Com base nessas funções, a pesquisadora propõe que os recursos responsáveis pelo encadeamento de segmentos textuais distintos podem ser classificados da seguinte forma:

- articuladores de conteúdo proposicional, em que se incluem os marcadores de relações espácio-temporais e os indicadores de relações lógico-semânticas (condicionalidade, causalidade, finalidade ou mediação, oposição/contraste, disjunção);

- articuladores enunciativos ou discursivo-argumentativos, que, além das relações de sentido que introduzem (contrajunção, justificativa, explicação, generalização, disjunção argumentativa, especificação, comprovação etc), indiciam a orientação argumentativa dos trechos que iniciam;

- articuladores metaenunciativos, que denotam reflexividade sobre a própria atividade de linguagem, evidenciando comentários avaliativos do enunciador sobre a própria enunciação.

A partir dessa proposta classificatória, fizemos uma leitura cuidadosa do artigo de Cohen, a fim de verificar os diversos articuladores presentes no texto. Depois realizamos uma análise de alguns dos articuladores encontrados, identificando as funções que eles exercem na progressão textual e informando as suas classificações (APÊNDICE F). Esse exercício nos permitiu construir uma visão mais completa sobre o funcionamento dos articuladores na tessitura do texto analisado.
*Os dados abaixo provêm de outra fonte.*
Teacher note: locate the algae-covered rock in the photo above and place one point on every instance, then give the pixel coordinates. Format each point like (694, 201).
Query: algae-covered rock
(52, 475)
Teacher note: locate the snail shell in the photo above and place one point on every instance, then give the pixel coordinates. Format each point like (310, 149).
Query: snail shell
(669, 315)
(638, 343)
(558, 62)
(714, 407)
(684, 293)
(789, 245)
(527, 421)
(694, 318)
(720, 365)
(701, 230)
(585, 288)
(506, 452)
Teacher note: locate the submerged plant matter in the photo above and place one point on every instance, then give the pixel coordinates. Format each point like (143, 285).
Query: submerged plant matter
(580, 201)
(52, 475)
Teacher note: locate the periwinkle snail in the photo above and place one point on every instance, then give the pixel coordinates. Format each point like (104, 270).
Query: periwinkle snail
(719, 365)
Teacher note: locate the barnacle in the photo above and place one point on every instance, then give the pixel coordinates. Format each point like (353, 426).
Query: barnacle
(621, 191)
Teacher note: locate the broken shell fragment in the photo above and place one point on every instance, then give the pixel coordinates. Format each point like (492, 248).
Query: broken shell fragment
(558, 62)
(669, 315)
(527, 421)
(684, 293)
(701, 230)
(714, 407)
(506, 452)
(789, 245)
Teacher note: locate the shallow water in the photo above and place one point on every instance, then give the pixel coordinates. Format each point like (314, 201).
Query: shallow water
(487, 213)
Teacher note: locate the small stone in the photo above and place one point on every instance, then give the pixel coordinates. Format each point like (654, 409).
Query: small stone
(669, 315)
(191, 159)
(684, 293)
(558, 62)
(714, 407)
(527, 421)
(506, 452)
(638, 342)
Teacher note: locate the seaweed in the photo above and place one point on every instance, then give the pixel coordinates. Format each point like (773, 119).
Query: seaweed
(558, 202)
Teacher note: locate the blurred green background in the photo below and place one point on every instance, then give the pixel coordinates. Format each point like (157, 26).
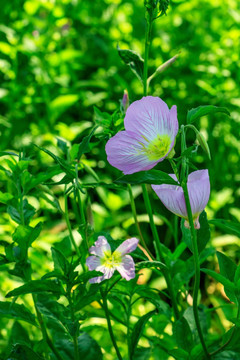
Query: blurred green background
(58, 59)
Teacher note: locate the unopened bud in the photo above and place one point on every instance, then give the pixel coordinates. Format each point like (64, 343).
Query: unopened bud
(163, 67)
(201, 139)
(203, 143)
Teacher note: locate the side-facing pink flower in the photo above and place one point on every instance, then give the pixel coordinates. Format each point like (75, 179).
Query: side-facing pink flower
(105, 261)
(149, 137)
(173, 198)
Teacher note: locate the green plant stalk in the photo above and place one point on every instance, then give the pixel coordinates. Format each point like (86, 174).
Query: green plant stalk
(110, 330)
(134, 211)
(69, 227)
(75, 337)
(39, 315)
(196, 266)
(128, 326)
(184, 177)
(44, 331)
(144, 189)
(160, 254)
(147, 47)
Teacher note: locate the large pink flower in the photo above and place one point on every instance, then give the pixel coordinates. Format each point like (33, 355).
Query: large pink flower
(150, 134)
(173, 198)
(105, 261)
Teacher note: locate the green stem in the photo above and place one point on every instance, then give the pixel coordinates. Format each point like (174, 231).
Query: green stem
(110, 330)
(39, 315)
(134, 211)
(69, 226)
(197, 268)
(129, 310)
(75, 336)
(147, 47)
(44, 331)
(184, 176)
(160, 254)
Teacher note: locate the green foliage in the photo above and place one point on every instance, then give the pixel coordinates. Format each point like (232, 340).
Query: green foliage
(62, 80)
(203, 234)
(137, 331)
(155, 177)
(134, 60)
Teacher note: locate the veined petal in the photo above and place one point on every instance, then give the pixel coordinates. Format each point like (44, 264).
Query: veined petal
(107, 274)
(127, 246)
(93, 262)
(148, 117)
(127, 268)
(101, 246)
(125, 151)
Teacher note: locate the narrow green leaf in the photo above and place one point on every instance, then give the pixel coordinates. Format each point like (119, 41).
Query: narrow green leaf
(150, 264)
(196, 113)
(16, 311)
(62, 163)
(5, 197)
(138, 330)
(134, 60)
(155, 177)
(229, 227)
(60, 262)
(23, 352)
(203, 234)
(37, 286)
(218, 277)
(183, 334)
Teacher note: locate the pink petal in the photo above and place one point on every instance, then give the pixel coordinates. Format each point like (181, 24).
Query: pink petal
(148, 116)
(108, 273)
(93, 262)
(101, 246)
(199, 190)
(125, 152)
(173, 198)
(127, 246)
(127, 268)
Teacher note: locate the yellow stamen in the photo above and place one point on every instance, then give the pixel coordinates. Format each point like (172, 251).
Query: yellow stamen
(111, 260)
(157, 148)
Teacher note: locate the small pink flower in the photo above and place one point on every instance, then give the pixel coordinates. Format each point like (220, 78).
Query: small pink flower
(173, 198)
(149, 137)
(105, 261)
(125, 100)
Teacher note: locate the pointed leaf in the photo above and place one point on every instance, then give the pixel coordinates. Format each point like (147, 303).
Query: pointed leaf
(16, 311)
(37, 286)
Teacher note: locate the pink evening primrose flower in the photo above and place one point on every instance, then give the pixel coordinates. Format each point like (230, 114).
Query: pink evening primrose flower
(173, 198)
(149, 136)
(105, 261)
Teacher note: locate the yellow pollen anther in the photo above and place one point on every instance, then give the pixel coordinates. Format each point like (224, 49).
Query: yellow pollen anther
(157, 148)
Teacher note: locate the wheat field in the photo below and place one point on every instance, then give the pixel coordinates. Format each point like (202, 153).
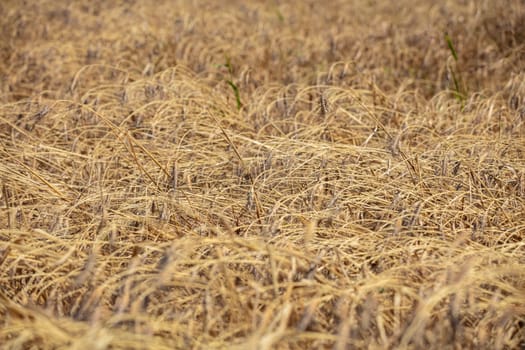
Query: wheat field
(262, 174)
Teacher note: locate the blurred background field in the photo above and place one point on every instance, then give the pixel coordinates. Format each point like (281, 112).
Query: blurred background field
(262, 174)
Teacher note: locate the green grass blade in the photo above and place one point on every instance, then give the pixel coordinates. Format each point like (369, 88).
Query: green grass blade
(236, 92)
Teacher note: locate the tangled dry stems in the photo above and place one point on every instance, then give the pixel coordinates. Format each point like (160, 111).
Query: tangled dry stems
(353, 201)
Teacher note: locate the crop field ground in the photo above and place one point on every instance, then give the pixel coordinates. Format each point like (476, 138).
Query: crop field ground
(262, 174)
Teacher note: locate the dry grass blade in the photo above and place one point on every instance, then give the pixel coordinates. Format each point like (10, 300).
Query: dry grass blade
(349, 201)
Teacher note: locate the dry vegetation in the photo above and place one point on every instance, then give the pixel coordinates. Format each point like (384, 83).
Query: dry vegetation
(365, 190)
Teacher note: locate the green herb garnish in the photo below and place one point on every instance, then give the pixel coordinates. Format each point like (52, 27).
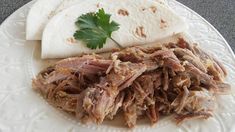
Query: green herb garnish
(95, 28)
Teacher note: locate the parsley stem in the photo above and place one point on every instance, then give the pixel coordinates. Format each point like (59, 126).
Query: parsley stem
(119, 45)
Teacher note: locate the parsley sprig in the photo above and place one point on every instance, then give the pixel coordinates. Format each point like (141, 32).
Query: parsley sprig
(95, 29)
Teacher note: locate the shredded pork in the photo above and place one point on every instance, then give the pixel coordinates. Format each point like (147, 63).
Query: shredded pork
(176, 78)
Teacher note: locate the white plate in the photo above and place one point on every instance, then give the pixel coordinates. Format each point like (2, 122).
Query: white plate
(23, 110)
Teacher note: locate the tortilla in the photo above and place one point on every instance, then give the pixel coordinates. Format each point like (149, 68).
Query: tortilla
(146, 22)
(43, 10)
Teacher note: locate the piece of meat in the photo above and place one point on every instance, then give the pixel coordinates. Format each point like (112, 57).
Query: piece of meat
(153, 114)
(115, 81)
(117, 105)
(166, 79)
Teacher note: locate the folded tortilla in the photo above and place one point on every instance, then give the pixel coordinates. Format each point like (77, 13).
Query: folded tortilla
(43, 10)
(145, 22)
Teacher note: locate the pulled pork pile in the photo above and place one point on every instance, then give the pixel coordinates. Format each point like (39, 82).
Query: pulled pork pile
(176, 78)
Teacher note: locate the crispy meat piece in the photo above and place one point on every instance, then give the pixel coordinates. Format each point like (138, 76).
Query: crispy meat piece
(175, 78)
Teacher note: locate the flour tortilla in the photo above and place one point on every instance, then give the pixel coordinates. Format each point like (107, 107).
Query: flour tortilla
(43, 10)
(155, 25)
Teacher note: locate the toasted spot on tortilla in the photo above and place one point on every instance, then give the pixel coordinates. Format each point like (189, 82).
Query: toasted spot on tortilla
(123, 12)
(163, 24)
(140, 31)
(71, 40)
(153, 8)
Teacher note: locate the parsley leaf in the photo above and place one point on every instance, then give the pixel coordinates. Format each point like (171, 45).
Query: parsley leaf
(95, 28)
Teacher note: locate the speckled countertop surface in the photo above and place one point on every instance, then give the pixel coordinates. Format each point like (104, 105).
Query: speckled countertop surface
(220, 13)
Assim nos preparamos para conversar com as professoras participantes de nossa pesquisa sobre as funções coesivas desses recursos da língua.

Pretendíamos com isso compreender se, ao falarem dos conectivos6 como recursos propiciadores da coesão textual, as professoras manifestariam uma concepção gramatical, resumindo-os à função de unir termos; ou se demonstrariam conhecer as funções discursivo- argumentativas e enunciativas desses recursos linguísticos. Consideramos o artigo de Cohen bastante oportuno para consubstanciar esse tipo de diálogo devido à variedade de recursos de

sequenciação que esse texto apresenta, com ocorrências que exemplificam as diversas categorias de articuladores textuais estudados por Koch (2009 b), conforme se pode constatar no levantamento que fizemos (APÊNDICE F).